With much excitement, the eagerly awaited Portal 2 launched last night. Those who pre-ordered and pre-loaded the game were the first to delve back into Aperture Science laboratories, their patience rewarded after an uncomfortabe marketing ploy by Valve. To stir up excitement for the game and earn a few extra bucks, Valve decided tp release the game early. I pick my words carefully here. I have neither the evidence to prove Valve’s campaign was a failure nor the gall to call the project an affront to common decency. The marketing stunt, if we can call it that, is unsettling, at least personally, because it fires a spotlight on the cultural power differential between the development studio and its player fan base.
The use of cryptic countdowns, alternate-reality games, and consumer involvement in marketing campaigns is not new to any media, videogames included. From a bevy of transmedia marketing experiments, we can conclude at least this: people do not like waiting just to wait again. In 2009, Metal Gear Solid fans were aghast when Kojima’s countdown clock revealed a future date, at which point he would reveal a real announcement. No one likes to get their hopes raised, only to have them quickly deflated.
Valve repeated this mistake when their own mysterious countdown trailer revealed, that’s right, another countdown.
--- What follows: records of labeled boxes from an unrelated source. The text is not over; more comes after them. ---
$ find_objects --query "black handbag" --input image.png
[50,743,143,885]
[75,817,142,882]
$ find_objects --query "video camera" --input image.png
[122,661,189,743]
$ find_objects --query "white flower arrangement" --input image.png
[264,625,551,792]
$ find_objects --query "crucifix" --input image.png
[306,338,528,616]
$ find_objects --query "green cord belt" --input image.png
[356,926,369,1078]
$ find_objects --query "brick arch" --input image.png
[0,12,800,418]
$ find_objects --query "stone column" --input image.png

But there was hope, this countdown had play conditions and a win state! If people downloaded any or all of the games from Valve’s “Potato Sack” indie games bundle, clocking in enough “cpu” usage, Portal 2 would be released early. Not only that, but speculation was abuzz about what else the countdown could reveal - did the hidden G-Man image in the site allude to a Half-Life tie-in?
As players got to work, disillusionment set in. The countdown clock was moving down so slowly that completing the task would take days. Players left their games idle while they went about their daily business, just to fuel the collective effort. Regardless, it quickly became clear that Portal 2’s early release would occur mid-day Monday at best, just one day before the official launch and right in the middle of the work day. Come Monday night, when many east-coasters were already asleep, Portal 2 was, in fact, released early - about ten hours ahead of schedule. Imagine the momentary panic in the eyes of gamers everywhere when they saw yet another countdown, the game being decrypted.
Regardless of Valve’s intentions, their marketing campaign irked so many people not because gamers were greedy and wanted all their demands met promptly, but because they were confronted with the disparity of power between players and designers. Tying Portal 2’s early release to hours spent playing other games transformed play into labor. The excitement of fans became fuel for an alien machine in which numerical representations of “play” sterilized anticipation. The countdown is not aesthetically organic, it does not convey an appreciation for human elation. The release of Portal 2 as a cultural artifact became implicitly contested. Fans, invigorated by the thought of playing early, were confronted with the calculated power of the corporation who actually claims ownership over the game. Their excitement suddenly seemed derided, or at least ignored. Gamers suddenly became aware of their own powerlessness. Our appreciation for games as an art form can be manipulated - we can be manipulated. This realization is deeply unsettling.
Now be a good test subject, run off and play Portal 2, and forget how weak you really are.